Un très bel essai, novateur par son thème, riche par l’ampleur des sources sociologiques, anthropologiques, philosophiques et littéraires qu’il convoque et questionne. La clarté du style et la rigueur conceptuelle invitent non seulement à penser, mais nourrit le lecteur et lui donne envie de découvrir ou de redécouvrir des auteurs comme par exemple Pessoa, Walser ou Blanchot. Philosophiquement, l’apport majeur de cet ouvrage est de donner un nouvel éclairage à la désubjectivation en tant que déprise de soi.

1 Comment

  1. Ça a l’air très intéressant, merci ; toutefois, on aurait apprécié une explicitation du concept de « blancheur » qui, pour les non-initiés au moins, semble un peu tombé de nulle part. Il faudrait montrer dès le début le lien avec le souci de se déprendre de soi, ainsi que la nécessité de l’invoquer.

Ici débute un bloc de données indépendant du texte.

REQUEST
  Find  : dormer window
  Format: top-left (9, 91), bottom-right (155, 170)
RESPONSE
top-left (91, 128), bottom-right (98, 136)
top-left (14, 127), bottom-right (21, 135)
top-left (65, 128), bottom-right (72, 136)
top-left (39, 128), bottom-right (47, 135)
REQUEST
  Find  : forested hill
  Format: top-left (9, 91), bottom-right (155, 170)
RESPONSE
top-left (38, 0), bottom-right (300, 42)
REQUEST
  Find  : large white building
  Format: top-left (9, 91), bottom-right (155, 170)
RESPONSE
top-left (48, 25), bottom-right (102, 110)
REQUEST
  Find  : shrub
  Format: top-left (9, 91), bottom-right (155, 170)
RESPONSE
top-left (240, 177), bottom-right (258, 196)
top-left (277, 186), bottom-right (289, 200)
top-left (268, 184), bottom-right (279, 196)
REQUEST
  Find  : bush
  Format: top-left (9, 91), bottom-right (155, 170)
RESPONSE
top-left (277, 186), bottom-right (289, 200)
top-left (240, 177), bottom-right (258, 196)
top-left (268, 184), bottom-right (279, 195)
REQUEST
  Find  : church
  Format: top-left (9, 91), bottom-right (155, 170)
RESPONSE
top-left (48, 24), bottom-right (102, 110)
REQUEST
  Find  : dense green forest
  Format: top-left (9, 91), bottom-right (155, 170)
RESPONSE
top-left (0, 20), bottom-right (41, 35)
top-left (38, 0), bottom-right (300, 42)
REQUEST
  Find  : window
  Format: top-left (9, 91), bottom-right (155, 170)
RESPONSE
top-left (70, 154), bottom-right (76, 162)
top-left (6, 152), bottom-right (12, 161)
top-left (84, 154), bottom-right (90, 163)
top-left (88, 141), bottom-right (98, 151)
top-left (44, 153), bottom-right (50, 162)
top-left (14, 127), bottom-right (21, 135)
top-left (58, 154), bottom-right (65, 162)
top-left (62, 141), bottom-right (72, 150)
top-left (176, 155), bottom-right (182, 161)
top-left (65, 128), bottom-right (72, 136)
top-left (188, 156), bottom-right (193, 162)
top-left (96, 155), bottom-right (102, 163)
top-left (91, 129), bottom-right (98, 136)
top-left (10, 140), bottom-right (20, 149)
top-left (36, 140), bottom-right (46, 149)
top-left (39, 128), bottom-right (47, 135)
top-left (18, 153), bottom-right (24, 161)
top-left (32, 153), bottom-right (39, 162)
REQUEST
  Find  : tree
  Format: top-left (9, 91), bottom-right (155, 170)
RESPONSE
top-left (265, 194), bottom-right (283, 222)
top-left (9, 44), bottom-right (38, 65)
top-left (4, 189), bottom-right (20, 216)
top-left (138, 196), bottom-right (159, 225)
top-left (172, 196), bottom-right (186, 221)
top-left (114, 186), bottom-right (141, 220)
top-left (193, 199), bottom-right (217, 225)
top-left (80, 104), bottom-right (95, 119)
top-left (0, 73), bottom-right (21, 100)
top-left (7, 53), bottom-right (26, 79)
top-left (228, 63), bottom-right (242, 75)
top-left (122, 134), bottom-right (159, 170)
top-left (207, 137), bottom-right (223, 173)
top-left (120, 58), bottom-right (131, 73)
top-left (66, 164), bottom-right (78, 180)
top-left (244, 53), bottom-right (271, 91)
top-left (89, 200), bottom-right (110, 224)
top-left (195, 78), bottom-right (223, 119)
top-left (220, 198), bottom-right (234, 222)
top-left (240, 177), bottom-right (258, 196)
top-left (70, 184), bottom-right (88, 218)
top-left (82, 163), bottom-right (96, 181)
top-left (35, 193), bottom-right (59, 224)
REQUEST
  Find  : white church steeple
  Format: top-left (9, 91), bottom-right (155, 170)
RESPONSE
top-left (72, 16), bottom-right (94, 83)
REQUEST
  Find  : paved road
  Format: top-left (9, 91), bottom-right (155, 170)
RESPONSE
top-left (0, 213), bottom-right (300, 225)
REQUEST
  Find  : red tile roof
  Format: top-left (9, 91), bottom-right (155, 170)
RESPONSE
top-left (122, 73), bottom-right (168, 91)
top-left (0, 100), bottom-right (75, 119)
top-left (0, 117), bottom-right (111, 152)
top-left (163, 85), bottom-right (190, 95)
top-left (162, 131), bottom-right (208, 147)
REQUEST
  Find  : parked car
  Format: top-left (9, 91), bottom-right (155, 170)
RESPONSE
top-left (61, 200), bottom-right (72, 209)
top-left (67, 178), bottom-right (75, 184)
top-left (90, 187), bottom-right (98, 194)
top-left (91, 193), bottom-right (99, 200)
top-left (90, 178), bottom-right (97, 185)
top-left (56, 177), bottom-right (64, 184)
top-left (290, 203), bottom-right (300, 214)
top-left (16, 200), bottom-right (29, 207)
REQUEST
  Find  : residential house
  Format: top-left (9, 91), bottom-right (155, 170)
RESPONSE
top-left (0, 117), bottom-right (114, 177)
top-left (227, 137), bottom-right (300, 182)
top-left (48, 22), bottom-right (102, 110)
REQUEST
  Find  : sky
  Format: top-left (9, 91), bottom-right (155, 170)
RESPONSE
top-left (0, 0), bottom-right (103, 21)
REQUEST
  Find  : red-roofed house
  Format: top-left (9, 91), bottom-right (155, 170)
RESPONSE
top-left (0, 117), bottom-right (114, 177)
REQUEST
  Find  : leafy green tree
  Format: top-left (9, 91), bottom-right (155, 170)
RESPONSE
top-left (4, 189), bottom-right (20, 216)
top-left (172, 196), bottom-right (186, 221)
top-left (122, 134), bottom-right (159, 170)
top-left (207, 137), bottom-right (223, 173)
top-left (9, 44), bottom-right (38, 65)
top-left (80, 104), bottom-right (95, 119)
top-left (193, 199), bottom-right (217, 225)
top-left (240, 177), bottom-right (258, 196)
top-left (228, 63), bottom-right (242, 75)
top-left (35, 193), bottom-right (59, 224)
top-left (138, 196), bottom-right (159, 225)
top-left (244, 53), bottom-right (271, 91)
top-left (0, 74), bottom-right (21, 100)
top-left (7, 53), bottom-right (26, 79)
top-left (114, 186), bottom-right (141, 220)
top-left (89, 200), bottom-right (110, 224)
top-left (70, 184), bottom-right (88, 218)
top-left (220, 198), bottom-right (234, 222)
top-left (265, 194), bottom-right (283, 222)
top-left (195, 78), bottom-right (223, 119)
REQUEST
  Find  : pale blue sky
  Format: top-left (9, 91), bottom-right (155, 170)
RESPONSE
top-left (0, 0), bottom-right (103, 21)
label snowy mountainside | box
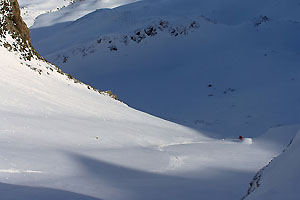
[0,0,296,200]
[19,0,76,27]
[31,0,300,137]
[20,0,137,27]
[243,127,300,200]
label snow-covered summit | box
[0,0,298,200]
[27,0,300,137]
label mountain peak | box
[0,0,40,60]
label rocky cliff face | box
[0,0,41,60]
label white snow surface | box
[0,0,300,200]
[0,39,296,200]
[31,0,300,138]
[19,0,137,28]
[245,129,300,200]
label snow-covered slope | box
[20,0,137,27]
[31,0,300,137]
[19,0,76,27]
[245,127,300,200]
[0,0,296,200]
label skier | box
[239,136,243,141]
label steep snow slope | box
[31,0,300,137]
[245,127,300,200]
[19,0,76,26]
[0,0,292,200]
[20,0,137,27]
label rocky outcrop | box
[0,0,41,60]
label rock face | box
[0,0,41,60]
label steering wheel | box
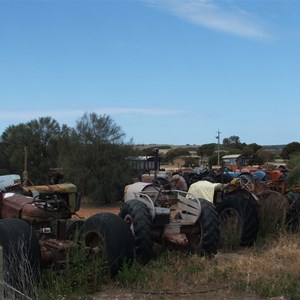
[237,173,255,192]
[152,177,172,192]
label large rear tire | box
[186,199,220,256]
[285,191,300,232]
[0,218,41,294]
[216,189,259,246]
[80,213,134,277]
[120,200,153,262]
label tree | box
[281,142,300,159]
[61,113,133,203]
[2,117,60,184]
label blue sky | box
[0,0,300,145]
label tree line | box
[0,113,134,203]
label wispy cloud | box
[143,0,271,39]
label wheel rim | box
[219,208,242,248]
[188,225,203,249]
[85,231,106,255]
[124,215,134,236]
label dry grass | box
[112,234,300,299]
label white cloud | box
[144,0,271,39]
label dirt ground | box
[74,202,122,219]
[75,202,286,300]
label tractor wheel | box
[0,218,41,293]
[67,220,84,241]
[80,213,134,277]
[120,200,153,262]
[216,189,259,246]
[186,199,220,255]
[285,191,300,232]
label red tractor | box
[0,176,133,289]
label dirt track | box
[75,202,122,219]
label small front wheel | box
[186,199,220,255]
[80,213,133,276]
[120,200,153,262]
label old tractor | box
[120,180,219,261]
[0,176,133,289]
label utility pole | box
[216,129,221,166]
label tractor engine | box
[0,183,80,268]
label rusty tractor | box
[0,176,133,294]
[120,181,219,261]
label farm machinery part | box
[120,182,219,261]
[0,176,133,294]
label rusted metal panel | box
[1,193,32,218]
[23,183,77,194]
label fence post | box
[0,246,4,299]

    Il est très heureux que vous insistiez bien sur le fait que la volonté de « s’oublier » est un processus, peut-être pas nécessairement intellectuel, mais qui renvoie à l’esprit, à la pensée. Même le dépressif ou l’ado qui tombe dans la drogue le fait suivant un processus mental ; en un sens, se déprendre de soi est une nouvelle forme de « réflexion ».
    Le livre de David Le Breton en fait peut-être mention : le thème de la désubjectivation dans des disciplines comme l’ethnographie/l’ethnologie/l’anthropologie (voir, bien sûr, Tristes Tropiques de Lévi-Strauss) – au fond, non seulement « s’oublier » peut être une renaissance, mais c’est aussi (souvent ?) le moyen d’une nouvelle co-naissance, d’une nouvelle rencontre avec autrui.